Vectorization

Text Vectorization

Machine learning models require numerical input, but text is categorical and variable-length. Vectorization transforms text into fixed-size numerical vectors that capture linguistic patterns while enabling efficient computation.

For language detection, TF-IDF (Term Frequency-Inverse Document Frequency) is the gold standard. It captures word importance patterns that differ significantly across languages.

TF-IDF Overview

TF-IDF measures how important a word is to a document in a collection.

The Formula

TF-IDF = TF × IDF Where:

Term Frequency (TF)

Measures how often a term appears in a document:

TF(t, d) = \frac{\text{count of term } t \text{ in document } d}{\text{total terms in document } d}

Example: In “el parlamento tiene una sesión”, the word “el” has TF = 1/5 = 0.20

Inverse Document Frequency (IDF)

Measures how rare/common a term is across all documents:

IDF(t) = \log\left(\frac{\text{total documents}}{\text{documents containing term } t}\right)

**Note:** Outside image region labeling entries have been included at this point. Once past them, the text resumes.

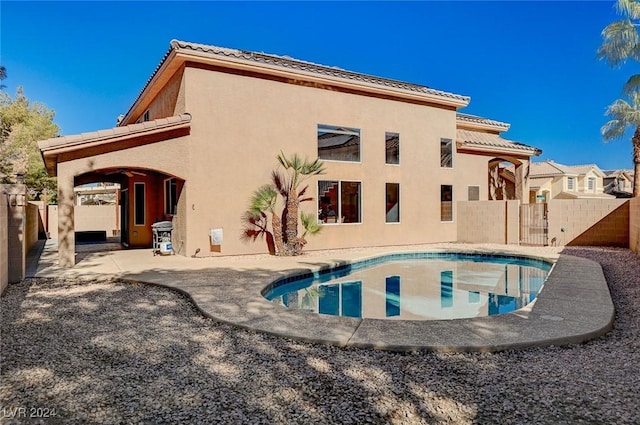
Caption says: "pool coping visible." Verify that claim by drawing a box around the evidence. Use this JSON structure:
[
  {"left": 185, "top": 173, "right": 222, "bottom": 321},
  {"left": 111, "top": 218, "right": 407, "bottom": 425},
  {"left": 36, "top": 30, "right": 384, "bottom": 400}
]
[
  {"left": 28, "top": 240, "right": 615, "bottom": 352},
  {"left": 129, "top": 249, "right": 615, "bottom": 352}
]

Example: If “el” appears in 6,800 of 49,000 documents:IDF(“el”) = log(49000/6800) ≈ 1.97If “parlamento” appears in only 450 documents:IDF(“parlamento”) = log(49000/450) ≈ 4.69 (higher = rarer)

TF-IDF Score

Combines both metrics:

TF\text{-}IDF(t, d) = TF(t, d) \times IDF(t)

High score: Term is frequent in this document but rare overall (important!)
Low score: Term is either rare in this document or common everywhere (less important)

Why TF-IDF Works for Language Detection

Language-Specific Words

Common words in one language (“der”, “el”, “le”) are rare/absent in others, creating distinctive patterns

Discriminative Features

TF-IDF automatically emphasizes words that distinguish one language from others

Robust to Length

Normalization makes the method work for both short and long texts

Computational Efficiency

Sparse matrix representation enables fast training and inference

Implementation with Scikit-learn

Basic TF-IDF Vectorization

from sklearn.feature_extraction.text import TfidfVectorizer
import pandas as pd

# Load preprocessed data
df = pd.read_csv('dataset/europarl_multilang_dataset_7000.csv')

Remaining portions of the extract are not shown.